今福鶴見を出ると、駅の周りの便利な音から少しずつ離れて、鶴見緑地の広い空へ向かった。風車の丘では、見えるものより先に草を渡る風の向きが気になった。咲くやこの花館に入ると、熱帯や高山の植物に囲まれ、換気の低い音まで遠い雨のように聞こえてくる。外へ戻って木陰を歩き、足音と鳥の声を取り戻したころ、鶴見神社の大きなくすのきに出会った。古い木は町の車音を消さず、遠くへ置いて聞かせてくれる。駅周辺の喫茶店を休憩の候補にしながら、最後は城北川の遊歩道へ。橋を渡る音と水面を渡る風が交互に届き、今日は名所を集めたのではなく、街の呼吸の変化をたどったのだと思った。

この旅の足跡

  1. 風車の見える丘に立つと、広い空の下で街のざわめきが薄くなった。風車より先に、草を渡る風の方向が気になって、しばらく動けなかった。
  2. 咲くやこの花館は熱帯から高山まで異なる気候の植物を見せる温室。外の風を離れると、葉の気配と換気音が重なり、遠い雨のように聞こえた。

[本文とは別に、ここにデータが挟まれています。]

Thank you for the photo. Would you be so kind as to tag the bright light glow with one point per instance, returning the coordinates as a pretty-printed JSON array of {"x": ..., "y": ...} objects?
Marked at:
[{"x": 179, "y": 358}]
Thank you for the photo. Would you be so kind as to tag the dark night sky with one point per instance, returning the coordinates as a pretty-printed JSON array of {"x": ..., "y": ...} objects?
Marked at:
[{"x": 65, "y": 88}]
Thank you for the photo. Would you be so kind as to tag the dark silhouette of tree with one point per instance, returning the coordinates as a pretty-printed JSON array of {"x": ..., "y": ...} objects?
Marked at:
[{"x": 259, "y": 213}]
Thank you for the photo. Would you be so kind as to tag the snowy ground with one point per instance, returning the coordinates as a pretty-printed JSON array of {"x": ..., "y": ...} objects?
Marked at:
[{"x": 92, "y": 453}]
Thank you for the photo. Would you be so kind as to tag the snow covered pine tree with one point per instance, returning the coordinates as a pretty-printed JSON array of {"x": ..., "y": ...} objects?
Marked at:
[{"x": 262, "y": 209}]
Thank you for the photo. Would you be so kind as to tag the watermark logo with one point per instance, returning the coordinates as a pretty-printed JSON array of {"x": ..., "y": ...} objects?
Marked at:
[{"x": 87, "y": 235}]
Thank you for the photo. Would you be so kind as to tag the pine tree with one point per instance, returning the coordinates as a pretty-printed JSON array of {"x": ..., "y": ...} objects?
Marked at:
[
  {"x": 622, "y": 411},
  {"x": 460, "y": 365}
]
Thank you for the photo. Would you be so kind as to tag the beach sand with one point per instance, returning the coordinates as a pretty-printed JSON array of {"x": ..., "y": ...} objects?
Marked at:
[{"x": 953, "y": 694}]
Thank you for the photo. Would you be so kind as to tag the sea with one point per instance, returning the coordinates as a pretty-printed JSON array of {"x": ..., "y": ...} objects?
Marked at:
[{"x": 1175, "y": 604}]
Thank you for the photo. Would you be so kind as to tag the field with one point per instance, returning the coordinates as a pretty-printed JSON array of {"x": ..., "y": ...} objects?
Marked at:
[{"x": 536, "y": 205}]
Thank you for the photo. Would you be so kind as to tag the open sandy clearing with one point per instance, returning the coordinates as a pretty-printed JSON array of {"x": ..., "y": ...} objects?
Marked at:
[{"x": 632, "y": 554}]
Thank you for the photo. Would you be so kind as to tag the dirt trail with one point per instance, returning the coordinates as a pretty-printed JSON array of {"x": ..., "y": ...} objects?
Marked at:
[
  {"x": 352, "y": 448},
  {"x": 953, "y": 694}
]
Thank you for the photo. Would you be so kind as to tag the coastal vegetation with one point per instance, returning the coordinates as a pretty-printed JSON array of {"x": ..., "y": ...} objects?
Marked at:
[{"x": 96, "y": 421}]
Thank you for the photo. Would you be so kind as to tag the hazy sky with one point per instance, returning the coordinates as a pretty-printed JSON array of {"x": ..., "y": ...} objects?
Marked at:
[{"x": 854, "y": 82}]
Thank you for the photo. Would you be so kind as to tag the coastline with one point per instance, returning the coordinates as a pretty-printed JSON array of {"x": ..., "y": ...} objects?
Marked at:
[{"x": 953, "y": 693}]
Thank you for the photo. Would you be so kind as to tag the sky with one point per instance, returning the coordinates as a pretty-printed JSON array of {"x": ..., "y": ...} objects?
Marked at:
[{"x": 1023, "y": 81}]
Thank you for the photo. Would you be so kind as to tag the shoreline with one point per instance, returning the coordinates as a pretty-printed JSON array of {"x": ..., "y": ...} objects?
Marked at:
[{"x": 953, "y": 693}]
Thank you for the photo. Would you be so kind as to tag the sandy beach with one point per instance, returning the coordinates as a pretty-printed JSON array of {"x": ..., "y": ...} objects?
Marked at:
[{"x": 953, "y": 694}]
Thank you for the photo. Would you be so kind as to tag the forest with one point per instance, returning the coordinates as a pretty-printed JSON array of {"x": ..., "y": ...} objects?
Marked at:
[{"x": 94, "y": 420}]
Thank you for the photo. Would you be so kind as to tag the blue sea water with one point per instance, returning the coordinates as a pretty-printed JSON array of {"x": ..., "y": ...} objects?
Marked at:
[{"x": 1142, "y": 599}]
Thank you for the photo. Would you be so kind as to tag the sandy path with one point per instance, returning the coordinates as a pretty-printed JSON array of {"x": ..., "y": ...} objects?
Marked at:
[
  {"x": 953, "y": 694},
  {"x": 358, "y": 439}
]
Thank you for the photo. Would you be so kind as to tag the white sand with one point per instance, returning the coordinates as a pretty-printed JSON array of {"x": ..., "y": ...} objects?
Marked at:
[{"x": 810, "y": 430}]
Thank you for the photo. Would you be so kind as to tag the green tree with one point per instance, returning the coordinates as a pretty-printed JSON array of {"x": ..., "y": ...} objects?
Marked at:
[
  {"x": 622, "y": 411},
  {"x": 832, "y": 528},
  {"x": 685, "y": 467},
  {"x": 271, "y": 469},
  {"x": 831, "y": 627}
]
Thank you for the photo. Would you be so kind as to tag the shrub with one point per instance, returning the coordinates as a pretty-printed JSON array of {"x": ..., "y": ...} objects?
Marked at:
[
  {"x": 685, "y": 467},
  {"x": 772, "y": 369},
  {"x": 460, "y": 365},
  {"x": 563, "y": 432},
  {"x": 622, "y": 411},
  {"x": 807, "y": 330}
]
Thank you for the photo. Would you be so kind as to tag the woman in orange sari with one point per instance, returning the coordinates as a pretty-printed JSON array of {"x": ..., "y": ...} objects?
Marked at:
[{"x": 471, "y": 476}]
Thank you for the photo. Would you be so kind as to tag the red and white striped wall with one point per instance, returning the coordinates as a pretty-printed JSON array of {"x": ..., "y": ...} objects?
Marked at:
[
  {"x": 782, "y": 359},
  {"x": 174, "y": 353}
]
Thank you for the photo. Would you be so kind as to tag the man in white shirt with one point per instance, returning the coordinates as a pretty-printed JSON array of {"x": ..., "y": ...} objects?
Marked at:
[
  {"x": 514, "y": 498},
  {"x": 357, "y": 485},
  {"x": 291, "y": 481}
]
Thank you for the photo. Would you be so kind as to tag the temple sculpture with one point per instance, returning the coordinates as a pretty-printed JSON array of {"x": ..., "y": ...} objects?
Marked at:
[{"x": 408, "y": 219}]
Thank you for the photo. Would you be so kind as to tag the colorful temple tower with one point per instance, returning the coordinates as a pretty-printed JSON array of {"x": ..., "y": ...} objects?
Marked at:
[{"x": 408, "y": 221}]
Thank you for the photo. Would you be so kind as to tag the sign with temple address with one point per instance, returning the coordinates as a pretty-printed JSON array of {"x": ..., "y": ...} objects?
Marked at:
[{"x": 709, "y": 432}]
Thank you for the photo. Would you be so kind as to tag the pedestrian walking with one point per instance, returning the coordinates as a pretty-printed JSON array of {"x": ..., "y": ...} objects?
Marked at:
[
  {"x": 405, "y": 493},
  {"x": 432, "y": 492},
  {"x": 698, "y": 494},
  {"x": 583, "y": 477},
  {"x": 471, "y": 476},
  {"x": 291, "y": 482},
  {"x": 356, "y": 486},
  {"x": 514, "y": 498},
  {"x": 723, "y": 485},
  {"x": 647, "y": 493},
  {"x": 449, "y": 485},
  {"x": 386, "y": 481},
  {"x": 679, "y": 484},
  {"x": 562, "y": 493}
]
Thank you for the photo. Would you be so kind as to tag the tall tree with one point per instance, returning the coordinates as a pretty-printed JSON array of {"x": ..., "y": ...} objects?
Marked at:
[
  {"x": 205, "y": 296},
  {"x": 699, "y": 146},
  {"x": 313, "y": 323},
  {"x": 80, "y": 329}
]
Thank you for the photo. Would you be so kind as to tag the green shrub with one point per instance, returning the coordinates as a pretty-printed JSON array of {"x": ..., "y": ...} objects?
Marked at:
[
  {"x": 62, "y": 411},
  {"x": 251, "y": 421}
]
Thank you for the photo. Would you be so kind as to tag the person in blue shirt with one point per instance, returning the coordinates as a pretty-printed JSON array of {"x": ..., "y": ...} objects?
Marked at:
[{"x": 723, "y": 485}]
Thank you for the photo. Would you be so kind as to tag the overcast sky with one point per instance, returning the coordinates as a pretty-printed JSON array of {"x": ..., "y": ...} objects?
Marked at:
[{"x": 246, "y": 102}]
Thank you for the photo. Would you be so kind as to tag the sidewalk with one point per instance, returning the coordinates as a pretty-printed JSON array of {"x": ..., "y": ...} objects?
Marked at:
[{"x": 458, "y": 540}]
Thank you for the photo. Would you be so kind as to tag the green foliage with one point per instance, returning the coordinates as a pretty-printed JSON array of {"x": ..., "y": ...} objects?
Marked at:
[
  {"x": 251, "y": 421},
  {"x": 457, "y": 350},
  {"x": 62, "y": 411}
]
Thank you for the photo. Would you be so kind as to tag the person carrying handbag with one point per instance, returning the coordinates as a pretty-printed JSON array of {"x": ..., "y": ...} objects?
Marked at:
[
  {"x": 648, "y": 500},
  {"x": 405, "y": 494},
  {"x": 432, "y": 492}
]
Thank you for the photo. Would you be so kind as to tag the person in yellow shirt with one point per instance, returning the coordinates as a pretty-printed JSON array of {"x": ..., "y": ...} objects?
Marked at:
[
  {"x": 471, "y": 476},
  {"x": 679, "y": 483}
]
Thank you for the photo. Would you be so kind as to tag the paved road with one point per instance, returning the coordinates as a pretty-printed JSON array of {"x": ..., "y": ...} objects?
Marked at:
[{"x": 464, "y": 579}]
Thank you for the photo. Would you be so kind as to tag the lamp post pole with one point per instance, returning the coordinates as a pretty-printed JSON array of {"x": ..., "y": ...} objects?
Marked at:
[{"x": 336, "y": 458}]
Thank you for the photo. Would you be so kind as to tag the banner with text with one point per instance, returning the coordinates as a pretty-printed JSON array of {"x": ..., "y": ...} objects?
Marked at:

  3. 鶴見緑地には広い芝生と散策路があり、歩く人の足音が場所ごとに違う。観光の中心を急がず、木陰で鳥の声が戻ってくる瞬間を待った。
  4. 鶴見神社には大阪府指定の大きなくすのきがあり、境内の葉音の下に町の車音が細く流れる。古い木は騒音を消さず、遠くへ置いて聞かせてくれた。
  5. 城北川遊歩道は車やバイクの音から離れて歩ける水辺。橋を渡る音、水面の風、遠い生活音が交互に届き、終着にはちょうどよい余白があった。
  6. 今福鶴見駅周辺には複数の喫茶店候補があり、歩き終える前の休憩を町の近くに置ける。店内のカップ音を想像しながら、今日は温かい飲み物を選びたい。